The effects of the exposure of hippocampal slices to brief periods of ischemic-like conditions on the tyrosine phosphorylation of proteins and glycoproteins were investigated. Freshly prepared hippocampal slices contained a range of tyrosine-phosphorylated proteins and two prominent tyrosine-phosphorylated glycoproteins of apparent M(r) 110,000 (GP110) and 180,000, which we have previously shown to correspond to the postsynaptic density (PSD)-associated glycoprotein PSD-GP180. When hippocampal slices were incubated in oxygenated Krebs-Ringer buffer containing 10 mM glucose (KRB), there was a transient increase in the tyrosine phosphorylation of a protein of M(r) 42,000 (p42) and a pronounced increase in the tyrosine phosphorylation of GP110. After these initial changes, the tyrosine phosphorylation of all proteins remained constant for at least 60 min. In vitro "ischemia" was achieved by transferring slices that had been preincubated for 60 min in KRB to KRB that had been equilibrated with N2 instead of O2 and that did not contain glucose. Tyrosine-phosphorylated GP110 and PSD-GP180 could no longer be detected after 10 min of exposure of the slices to ischemic-like conditions. GP110 was rapidly rephosphorylated on tyrosine after transfer of slices back to oxygenated, glucose-containing buffer. In contrast, short periods of ischemia (5 or 10 min) resulted in the long-term loss of phosphotyrosine [Tyr(P)]-PSD-GP180 so that it was not detected even after 60 min of reincubation in oxygenated KRB. The sustained decrease in tyrosine phosphorylation of PSD-GP180 after ischemia was Ca2+ dependent, the levels of Tyr(P)-PSD-GP180 slowly increasing to preischemic values if Ca2+ was omitted from the incubation media.(ABSTRACT TRUNCATED AT 250 WORDS)

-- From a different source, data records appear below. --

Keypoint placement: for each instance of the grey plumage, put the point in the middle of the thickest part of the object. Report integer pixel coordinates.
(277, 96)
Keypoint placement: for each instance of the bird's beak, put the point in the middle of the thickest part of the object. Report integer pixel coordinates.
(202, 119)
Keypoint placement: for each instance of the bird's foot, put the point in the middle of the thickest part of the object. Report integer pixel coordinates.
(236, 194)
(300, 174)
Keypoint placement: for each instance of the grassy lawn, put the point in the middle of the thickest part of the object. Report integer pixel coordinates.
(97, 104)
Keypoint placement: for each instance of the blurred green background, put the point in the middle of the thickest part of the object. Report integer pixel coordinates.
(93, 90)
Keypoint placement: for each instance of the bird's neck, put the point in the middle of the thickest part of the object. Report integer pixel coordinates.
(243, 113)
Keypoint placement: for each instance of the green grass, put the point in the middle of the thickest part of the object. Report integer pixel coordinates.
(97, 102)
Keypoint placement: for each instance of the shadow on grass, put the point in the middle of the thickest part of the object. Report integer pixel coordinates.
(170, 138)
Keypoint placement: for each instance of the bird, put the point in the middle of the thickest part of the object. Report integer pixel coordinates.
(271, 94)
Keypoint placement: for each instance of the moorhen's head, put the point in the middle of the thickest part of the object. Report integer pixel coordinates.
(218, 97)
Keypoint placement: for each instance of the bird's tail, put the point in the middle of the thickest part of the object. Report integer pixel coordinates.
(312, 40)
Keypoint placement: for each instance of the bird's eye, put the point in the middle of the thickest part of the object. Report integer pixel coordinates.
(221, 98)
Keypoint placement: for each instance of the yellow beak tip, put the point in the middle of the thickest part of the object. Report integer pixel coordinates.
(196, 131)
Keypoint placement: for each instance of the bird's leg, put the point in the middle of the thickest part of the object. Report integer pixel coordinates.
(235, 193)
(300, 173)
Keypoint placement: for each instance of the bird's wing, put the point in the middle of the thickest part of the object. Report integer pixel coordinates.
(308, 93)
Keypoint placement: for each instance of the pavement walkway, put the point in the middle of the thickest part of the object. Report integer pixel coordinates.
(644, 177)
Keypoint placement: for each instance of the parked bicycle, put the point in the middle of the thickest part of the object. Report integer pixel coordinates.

Tyrosine phosphorylation of glycoproteins in the adult and developing rat brain.

The tyrosine phosphorylation of glycoproteins in the adult and developing rat brain was investigated. Immunoblotting with anti-tyr(P) antibodies identified a glycoprotein with an apparent Mr of 180,000 (GP180) as the major tyrosine-phosphorylated protein in the concanavalin A (con A)-binding fraction prepared from forebrain homogenates. This glycoprotein had the same electrophoretic mobility as the postsynaptic density (PSD)-associated glycoprotein PSD-GP180. Tyrosine-phosphorylated GP180 was enriched 24-fold in isolated PSDs relative to homogenates. Digestion with endoglycosidase F/N-glycosidase F demonstrated that GP180 present in total homogenates and PSD-GP180 present in isolated PSDs contained similar amounts of N-linked oligosaccharide suggesting that they are the same glycoprotein. The tyrosine phosphorylation of GP180 in homogenates varied between brain regions with the highest levels occurring in cortical areas and the amygdala and low or undetectable amounts being present in hindbrain regions. Incubation of homogenates with adenosine triphosphate (ATP) resulted in the tyrosine phosphorylation of GP180 in all regions examined except the cerebellum and identified a second con A-binding glycoprotein, GP110, which was phosphorylated on tyrosine. GP180 was not phosphorylated on tyrosine following the incubation of cerebellar homogenate, synaptic membranes, or PSDs and ATP. Tyr(P)-GP180 was not detected prior to the onset of synaptogenesis, increased in parallel with the formation of synapses during the first 4 weeks of postnatal development of the frontal cortex and hippocampus, and then decreased 50-60% to adult levels. The results suggest that GP180 corresponds to the PSD glycoprotein PSD-GP180 and are consistent with a role for this glycoprotein in synaptic development and signal transduction at the synapse.